70番札所本山寺の境内東側に位置する石造りの門。駐車場がこちらの方角にないので、自家用車やバス遍路で寺を訪れるお遍路さんはあまり目にしない場所ですが、この門の前に中務茂兵衛標石が残されています。
中務茂兵衛義教<なかつかさもへえよしのり>
周防國大嶋郡椋野村(すおうのくにおおしまぐんむくのむら、現山口県周防大島町)出身。 22歳の頃に周防大島を出奔(しゅっぽん)。明治から大正にかけて一度も故郷に戻ることなく、四国八十八ヶ所を繰り返し巡拝する事279回と87ヶ所。バスや自家用車が普及している時代ではないので、殆どが徒歩。 巡拝回数は歩き遍路最多記録と名高く、また今後も上回ることはほぼ不可能な不滅の功績とも呼ばれる。

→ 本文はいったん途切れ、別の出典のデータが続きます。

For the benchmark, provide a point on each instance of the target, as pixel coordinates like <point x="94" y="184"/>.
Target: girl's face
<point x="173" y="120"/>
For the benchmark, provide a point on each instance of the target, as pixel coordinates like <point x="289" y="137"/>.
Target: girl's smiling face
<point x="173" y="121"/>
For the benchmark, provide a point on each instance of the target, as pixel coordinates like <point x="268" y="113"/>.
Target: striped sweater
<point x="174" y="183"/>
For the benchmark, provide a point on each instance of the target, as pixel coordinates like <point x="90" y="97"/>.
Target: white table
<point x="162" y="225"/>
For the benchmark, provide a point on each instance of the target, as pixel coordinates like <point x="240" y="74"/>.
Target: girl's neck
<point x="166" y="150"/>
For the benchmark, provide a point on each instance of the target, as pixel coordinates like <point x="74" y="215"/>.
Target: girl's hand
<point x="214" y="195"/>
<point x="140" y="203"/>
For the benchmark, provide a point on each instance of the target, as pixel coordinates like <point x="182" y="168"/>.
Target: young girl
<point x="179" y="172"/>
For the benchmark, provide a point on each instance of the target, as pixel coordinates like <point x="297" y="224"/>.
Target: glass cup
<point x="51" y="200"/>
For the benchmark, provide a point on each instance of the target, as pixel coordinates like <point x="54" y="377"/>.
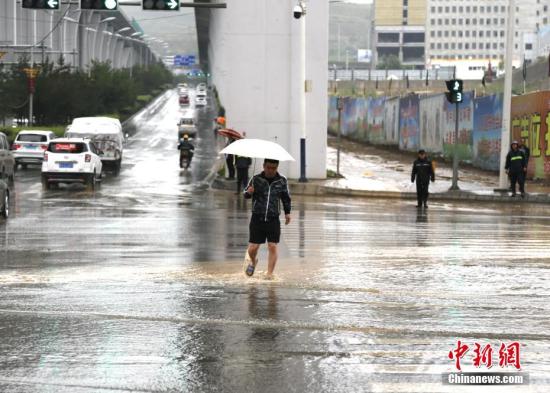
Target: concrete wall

明治19年(1886)、茂兵衛42歳。88度目の巡拝の頃から標石の建立を始めた。標石は四国各地で確認されているだけで243基。札所の境内、遍路道沿いに多く残されている。
標石の正面に表記されている内容
<正面上部>
右(指差し)
弥谷寺本堂ヨリ
大師●●屛風浦
奥院へ打ぬけ便利
弥谷寺→71番札所弥谷寺(いやだにじ)
弥谷寺の情報はもちろん、そこから山を越えて屛風ヶ浦(びょうぶがうら)までの道順が示されています。
「屛風ヶ浦」は多度津町白方(たどつちょうしらかた)にある海岸の名称を指す場合と、大師誕生ゆかりの地とされる海岸寺(かいがんじ)や海岸寺奥の院、仏母院(ぶつもいん)等の寺院群を指す霊場名として用いられる場合があります。こちらの石の場合は後者でしょうか。一部判別できない字があるのですが、お大師さまが生まれた地への聖地巡礼のような内容が表記されているものと思います。

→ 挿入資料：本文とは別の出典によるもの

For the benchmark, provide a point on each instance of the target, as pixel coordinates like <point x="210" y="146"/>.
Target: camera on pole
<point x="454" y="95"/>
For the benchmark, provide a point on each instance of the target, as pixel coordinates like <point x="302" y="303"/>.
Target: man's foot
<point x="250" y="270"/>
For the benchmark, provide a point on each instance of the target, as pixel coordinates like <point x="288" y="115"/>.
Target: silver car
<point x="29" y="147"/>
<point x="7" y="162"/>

海岸寺はこの世に生を受けた弘法大師が産湯に浸かった場所といわれ、海岸寺奥の院にはその際に用いられた盥(たらい)が伝わっています。別格二十霊場巡りでも訪れる寺院で、別格第18番札所に定められています。
<正面下部>
越前國大野郡勝山町
小林平三郎
妻 た(多)ま
越前國大野郡勝山町(えちぜんのくにおおのぐんかつやまちょう)→福井県勝山市
施主の住所に記されているのは、福井県北部の嶺北(れいほく)と呼ばれる地域に位置する勝山市。恐竜が頻繁に発掘される地域であり、市内には「かつやま恐竜の森」を始め恐竜の話題が豊富な街です。
福井県は仏教の影響が大きい土地柄で、曹洞宗(そうとうしゅう)の大本山・永平寺(えいへいじ)や嶺南(れいなん)に位置する小浜(おばま)の仏教文化など、仏教の影響を県内広い範囲で見ることができます。宗派面でこそ四国八十八ヶ所の多くの寺院が属する真言宗とは異なりますが、それを超えるものとして四国八十八ヶ所が知られていたことをこちらの標石から見て取ることができます。

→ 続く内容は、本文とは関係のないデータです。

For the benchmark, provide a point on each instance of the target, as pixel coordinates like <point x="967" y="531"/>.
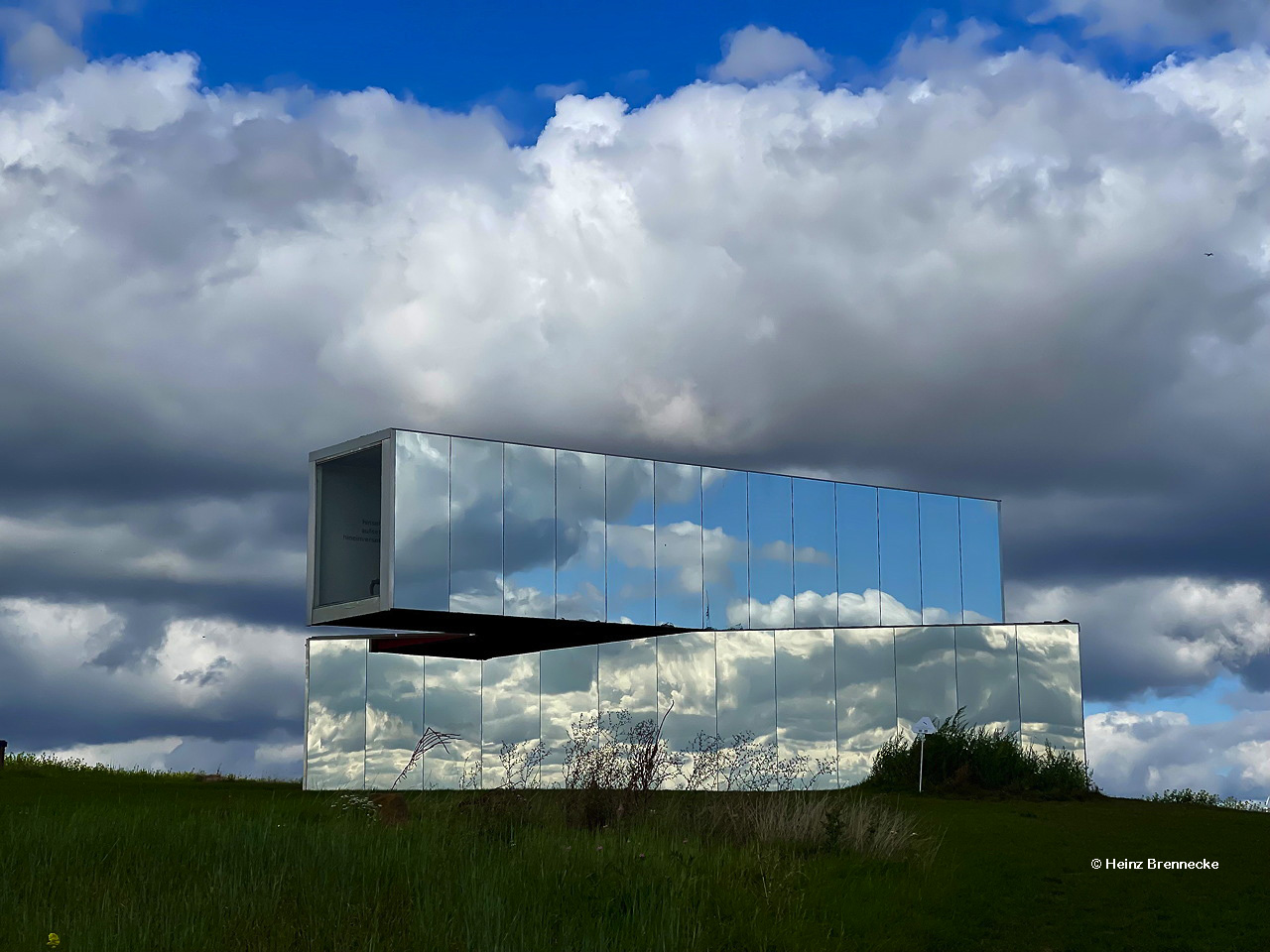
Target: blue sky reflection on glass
<point x="858" y="579"/>
<point x="816" y="553"/>
<point x="771" y="551"/>
<point x="677" y="512"/>
<point x="942" y="558"/>
<point x="980" y="560"/>
<point x="725" y="548"/>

こちらの施主は標石リピーターさん(※勝手に命名)。四国内別の場所でも見ることができる施主さんで、この施主さんによる標石は以下リンクの記事などでご紹介しています。
【22番札所平等寺→23番札所薬王寺】今と昔で与える情報が異なる標石
【71番札所弥谷寺→72番札所曼荼羅寺】札所が一つ飛ばしで記されている中務茂兵衛標石
標石の右面に表記されている内容
<右面>
明治卅二年三月吉日
明治32年は西暦1899年。同年1月3日、ニューヨークタイムズ紙の社説において「automobile」という単語が登場。これが今日確認することができる自動車(に相当する)という単語の初出とされます。また同じ月にはドイツの自動車メーカー・オペル社が工場の操業を開始しています。この年辺りから自動車の時代が幕を開けた、といえます。
標石の左面に左記されている内容
<左面>
壱百六十七度目為供養建之
周防國大島郡椋野村住
願主 中務茂兵衛義教
中務茂兵衛「167度目/279度中」の四国遍路は自身55歳の時のもの。この時期は巡拝回数の進行が早く、茂兵衛さんの四国遍路全盛期といえます。